# Best off air antenna?



## jacobsdad30 (Dec 13, 2006)

I need one for outside mount to get HD local.


----------



## jdspencer (Nov 8, 2003)

No such thing as "the best" antenna. Too many factors involved, such as station frequency and signal output, distance to towers, obstacles, etc. Go to www.antennaweb.org to determine your parameters, This site will also indicate the type of antenna you'll need.


----------



## ibglowin (Sep 10, 2002)

Can't go wrong with Channel Master.


----------



## DougRuss (Oct 16, 2005)

How about this one ??


----------



## jdspencer (Nov 8, 2003)

Direct Space Station I presume.


----------



## JM Anthony (Nov 16, 2003)

Go to AVSForum.com, our sister site and find the local OTA thread for your area, or major city close by and see what others are using. With luck, you may even find a neighbor who can share their solution with you.

Good luck!

John


----------



## Jim5506 (Jun 7, 2004)

Well you have at least 4 digitals to choose from.
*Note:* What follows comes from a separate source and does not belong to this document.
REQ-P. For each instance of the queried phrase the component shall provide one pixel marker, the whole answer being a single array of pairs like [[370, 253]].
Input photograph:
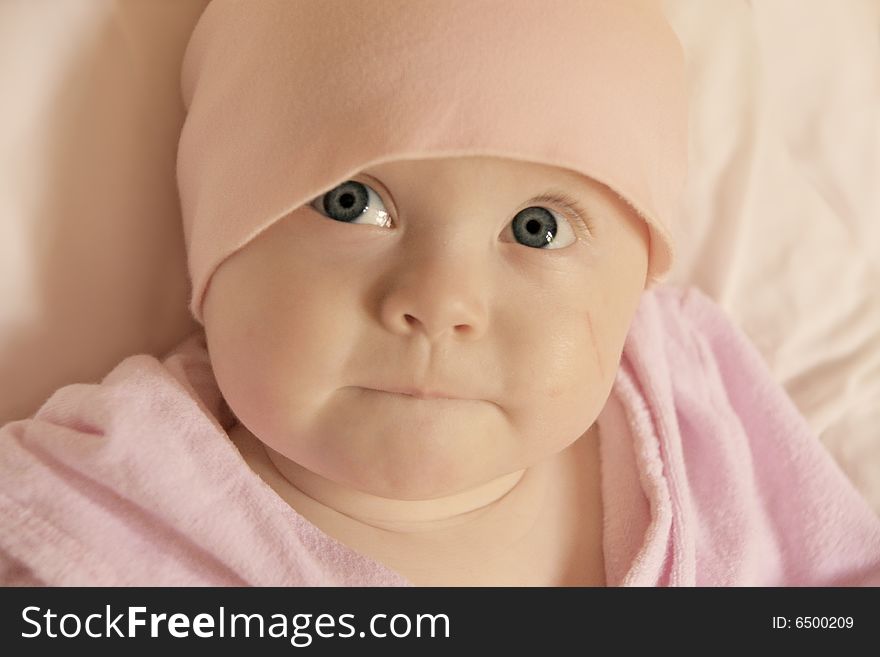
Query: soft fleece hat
[[287, 99]]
Ant Type Call Sign Chan Net City State Live Date Dir Dist Freq 
* yellow - uhf KJPX-DT 44 i JOPLIN-C MO Currently Not Available 314° 3.7 44 
* yellow - uhf KODE-DT 43.1 ABC JOPLIN MO 327° 2.9 43 
* yellow - uhf KOZJ-DT 26.1 PBS JOPLIN MO 327° 2.9 25 
* yellow - uhf KSNF-DT 46.1 NBC JOPLIN MO 313° 3.4 46 
* red - vhf KOAM-DT 7.1 CBS PITTSBURG KS 316° 16.5 13 
* violet - uhf KNWA-DT 50.1 NBC ROGERS AR Awaiting FCC Permit 206° 49.8 50 

Looks like active stations are NW. CBS from Pittsburg KS is <20 miles way but broadcasting at only 4 kW in ch 13. You need a meduim directional UHF/VHF antenna such as a Channel Master 3677 or the larger 3678. You might try the Radio Shack VU-90 XR.


----------



## magellanmtb (Nov 19, 2006)

I've had pretty good luck with the Terk Slimline antenna. Though it's an outdoor antenna, I have it located in the attic and pull in all the local station wiht my H20 and I'm 38 miles from the empire state building


----------



## jacobsdad30 (Dec 13, 2006)

Model # 15-2186 working just fine. It is mounted outside about 10 feet off the ground. I had a Terk slimline non amplified that did not work worth a crud! I guess size does not matter with off air HD signal antennas. I even had both antennas rotated the same direction. What a difference the correct one has made.


----------